11 June 2010
As Congress considers how best to reconcile differences in financial reform and consumer protections, key national advocates recently released updated data on how consumers continue to pay steep rates for small loans. Jointly published by the National Consumer Law Center, Consumer Federation of America and Consumers Union, the 2010 Small Dollar Loan Products Scorecard reveals how much work yet remains at both the federal and state levels to ensure legal protections and enforcements against abusive lending.
"Steep rates for short-term small loans trap borrowers in unaffordable debt," said Jean Ann Fox, director of financial services for Consumer Federation of America. "As consumers struggle to make ends meet in a tight economy, they need protection against rate gouging."

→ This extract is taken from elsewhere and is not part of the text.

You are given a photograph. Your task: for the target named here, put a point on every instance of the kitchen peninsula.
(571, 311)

The scorecard analyzed four types of small loans: auto title, payday, six month-installment and one-year installment. According to their metrics, 15 states fail to protect consumers on each product: Arizona, Delaware, Idaho, Illinois, Minnesota, Mississippi, Missouri, Montana, Nevada, New Mexico, South Carolina, South Dakota, Tennessee, Utah and Wisconsin.
The Center for Responsible Lending's (CRL) research has concluded that payday lending is particularly abusive. The short-term and high-costs of payday loans - often 400 percent in annual interest - lead already struggling borrowers deeper into debt. This cycle of repeat borrowing costs American families $3.5 billion per year in fees alone. Moreover, research in California; Arizona and North Carolina have all concluded that minorities are disproportionately impacted by payday loan abuses.

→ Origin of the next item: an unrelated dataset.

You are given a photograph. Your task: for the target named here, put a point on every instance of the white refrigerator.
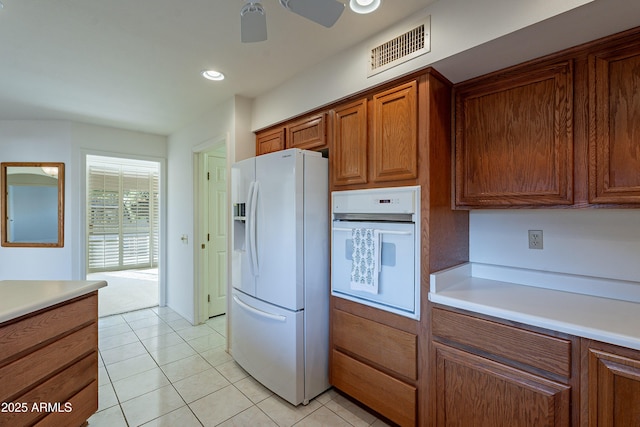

However, 17 states and the District of Columbia have addressed the debt trap of payday lending by capping annual interest rates to about 36 percent or less. In other words, just over one of every three Americans lives free from payday loan debt traps.
In 2010 more states addressed payday and other abusive loan products.
Maryland Governor Martin O'Malley signed legislation that cracked down on payday lenders' attempt to act as "credit repair" agencies. These lenders were charging over 600 percent annual interest, far in excess of Maryland's legal limit of 33 percent.
In Colorado, Governor Bill Ritter recently signed a bill that takes effect August 11 and will reduce the total costs of payday loans in Colorado by two-thirds. The new law also extends the amount of time a borrower has to pay back the loan to at least six months.
Wisconsin Governor Jim Doyle recently used his unique veto authority to effectively ban auto title lending and significantly strengthen an otherwise weak bill.
The Ohio House of Representatives passed legislation that addresses loopholes exploited by payday lenders since voters approved a 28 percent annual interest rate cap in 2008. The bill is now pending before the Ohio State Senate.
The New Hampshire General Court also recently passed legislation that extends their existing payday and auto-title rate cap to all small loans.
Tying all these states efforts to pending federal legislation to address abusive lending, Gail Hillebrand, manager of Consumers Union's DefendYourDollar.org campaign, said in a recent news release, "Congress should make sure that financial reform includes a strong independent watchdog in Washington to protect consumers from unfair lending practices no matter what state they live in. And states should have the power to enforce the law and enact even stronger safeguards."
The Center for Responsible Lending agrees that when it comes to consumer protection, there is an important role for both federal and state officials. The federal government should set meaningful minimum standards and allow states to adopt more stringent protections.